To anonymous: please hold that thought! The book's publication date is May 27, 2009. You can check out my blog about it,, for more info on the book and when it will be available.

kcab said...

I agree with Jeremy - the "scolds" (come *on* now, Laura, you are better than that!) are focused on younger children, not teens.

Cheryl said...

When people, including me, talk about "overscheduled children," I don't think we're speaking of teens. It's the younger set, who are shuttled from one activity to another, signed up by parents who are trying to keep them well rounded, and who I see in my 4th grade class falling asleep with their heads on their desks and stressing out about all they have to do.

When do these kids get to read, explore, find their own interests? Answer: they don't. I've purposely NOT over-scheduled my gifted kid. He's scheduled his own time with things he's interested in: building robots, learning quantum physics. He might not have discovered his interests if I'd not let him have time to explore. Or sleep.

The teenager you opened your story with scheduled herself. She wasn't being forced into the schedule by her parents, and she's old enough to be independent and get or carpool herself places rather than taking over the family schedule with away-from-home chauffeuring and supervision duties. Big difference.

Jeremy said...

What do you think, Laura? Did we miss something in thinking that you exploited widespread concern over overscheduled pre-teens and elementary-school kids as a sort of strawman argument for your theory that most teens aren't overscheduled?

Laura Vanderkam said...

Jeremy- The Panel Study of Income Dynamics has info on children ages 5-11 as well. They spend less time on homework (3.1 hours per week or about 27 minutes per day) than teens. They spend 1.0 hours on "organizations" and 2.2 hours on sports.

As for unstructured time, they spend 10.5 hours playing which is the biggest leisure activity besides (guess what?) watching television. The PSID puts the TV number at 14 hours per week, though Nielsen puts it higher. They sleep more than 10 hours per night, which I think is relatively close to the recommendation.
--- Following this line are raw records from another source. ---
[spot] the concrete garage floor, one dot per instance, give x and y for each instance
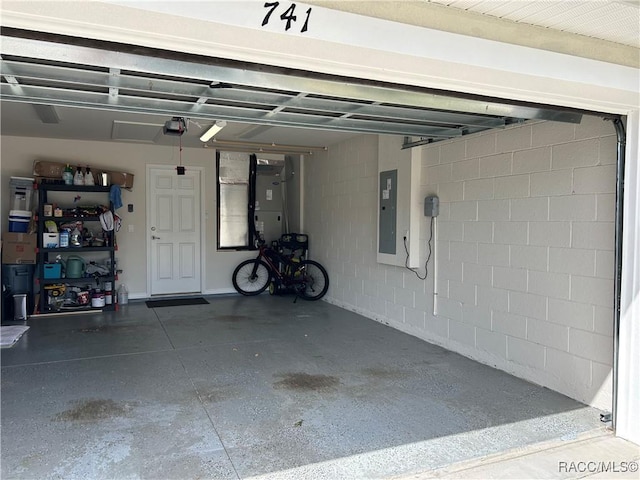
(256, 388)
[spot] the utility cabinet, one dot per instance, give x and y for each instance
(81, 274)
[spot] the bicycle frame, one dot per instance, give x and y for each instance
(285, 275)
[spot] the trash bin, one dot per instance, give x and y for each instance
(19, 306)
(17, 279)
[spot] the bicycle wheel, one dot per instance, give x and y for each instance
(248, 282)
(314, 279)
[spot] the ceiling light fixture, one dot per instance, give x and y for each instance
(46, 113)
(215, 128)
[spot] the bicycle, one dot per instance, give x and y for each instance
(282, 272)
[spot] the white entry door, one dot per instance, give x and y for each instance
(174, 231)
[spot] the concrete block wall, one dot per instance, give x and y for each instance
(525, 243)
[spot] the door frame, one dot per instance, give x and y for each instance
(203, 250)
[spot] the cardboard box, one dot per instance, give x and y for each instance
(19, 247)
(125, 180)
(50, 240)
(44, 168)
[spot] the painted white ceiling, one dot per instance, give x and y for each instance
(617, 21)
(610, 20)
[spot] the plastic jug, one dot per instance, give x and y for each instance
(123, 294)
(74, 266)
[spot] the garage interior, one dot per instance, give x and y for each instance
(368, 383)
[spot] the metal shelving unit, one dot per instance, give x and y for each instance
(44, 255)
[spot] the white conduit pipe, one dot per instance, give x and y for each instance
(435, 266)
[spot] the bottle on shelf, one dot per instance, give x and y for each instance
(88, 177)
(78, 178)
(67, 175)
(64, 238)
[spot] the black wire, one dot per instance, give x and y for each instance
(426, 263)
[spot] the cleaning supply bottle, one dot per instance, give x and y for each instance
(88, 177)
(67, 175)
(78, 178)
(123, 294)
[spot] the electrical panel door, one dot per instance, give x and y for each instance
(388, 212)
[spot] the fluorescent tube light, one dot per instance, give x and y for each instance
(215, 128)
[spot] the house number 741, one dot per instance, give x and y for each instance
(289, 16)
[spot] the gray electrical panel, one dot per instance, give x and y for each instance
(388, 211)
(431, 206)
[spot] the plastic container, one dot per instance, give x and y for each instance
(123, 294)
(21, 193)
(64, 238)
(19, 220)
(108, 294)
(52, 270)
(97, 299)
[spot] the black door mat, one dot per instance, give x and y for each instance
(176, 302)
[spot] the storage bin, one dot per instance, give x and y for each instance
(52, 270)
(19, 220)
(21, 193)
(50, 240)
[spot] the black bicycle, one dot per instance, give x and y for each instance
(282, 270)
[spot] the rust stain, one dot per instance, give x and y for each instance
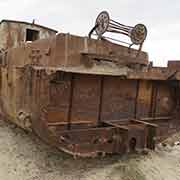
(86, 96)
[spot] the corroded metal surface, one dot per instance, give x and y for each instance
(89, 97)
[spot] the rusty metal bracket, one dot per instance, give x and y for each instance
(104, 24)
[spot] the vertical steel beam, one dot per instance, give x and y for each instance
(70, 101)
(100, 98)
(136, 99)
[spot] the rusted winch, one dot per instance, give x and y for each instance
(104, 24)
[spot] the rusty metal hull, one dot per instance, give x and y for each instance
(89, 97)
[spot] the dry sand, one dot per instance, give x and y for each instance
(24, 157)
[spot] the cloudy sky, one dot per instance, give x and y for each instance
(162, 18)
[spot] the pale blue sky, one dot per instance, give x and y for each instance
(162, 18)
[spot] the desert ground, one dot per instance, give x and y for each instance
(23, 156)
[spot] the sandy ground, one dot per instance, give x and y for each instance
(24, 157)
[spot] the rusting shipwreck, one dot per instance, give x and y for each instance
(85, 96)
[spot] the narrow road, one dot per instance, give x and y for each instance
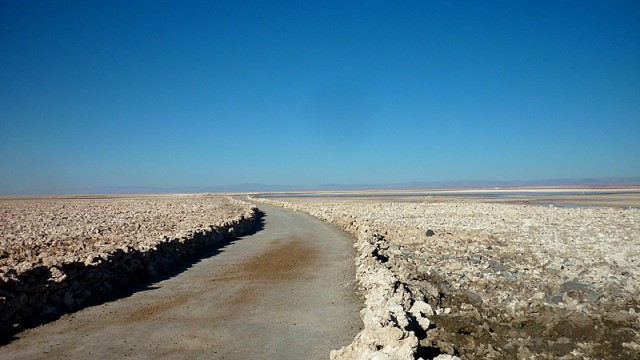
(286, 292)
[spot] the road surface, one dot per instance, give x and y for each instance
(286, 292)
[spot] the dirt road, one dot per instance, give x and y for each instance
(285, 292)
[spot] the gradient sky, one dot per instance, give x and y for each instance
(179, 93)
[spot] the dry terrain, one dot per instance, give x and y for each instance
(284, 292)
(58, 253)
(486, 278)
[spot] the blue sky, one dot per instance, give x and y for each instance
(178, 93)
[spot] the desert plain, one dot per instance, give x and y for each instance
(550, 273)
(546, 273)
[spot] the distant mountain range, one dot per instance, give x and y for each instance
(254, 187)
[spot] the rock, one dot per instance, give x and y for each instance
(588, 290)
(473, 297)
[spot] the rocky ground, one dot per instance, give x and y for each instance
(57, 253)
(485, 280)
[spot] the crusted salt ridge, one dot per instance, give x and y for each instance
(45, 276)
(523, 281)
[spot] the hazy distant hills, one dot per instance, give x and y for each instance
(254, 187)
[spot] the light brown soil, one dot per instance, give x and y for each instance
(285, 292)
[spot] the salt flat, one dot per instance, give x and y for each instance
(503, 280)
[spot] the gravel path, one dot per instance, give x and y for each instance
(285, 292)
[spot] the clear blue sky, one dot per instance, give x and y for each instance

As I said in the article, I'm sure you can find a few children who do too much. But they are not the average -- either among teens or younger children.

Jeremy said...

Considering those average numbers, we know that many are doing more and many are doing less (for teens too). So if the average kid is doing three hours of homework and three hours of extracurricular activities, the ones I'm seeing (mid-upper class, mostly white) are doing closer to twice that much -- not including after-school childcare, which should be seen as another scheduled activity. Many of these kids are scheduled (including school) from 7am to 7pm, and I suppose they may be getting some TV time before bed.

Your "scolds" think that's excessive, and I'll include myself in their numbers. Your point that many kids (including in this younger group) may be underscheduled and wasting more of their time on TV is also likely true, and there's no reason why both points could have been articulated and supported in the same article.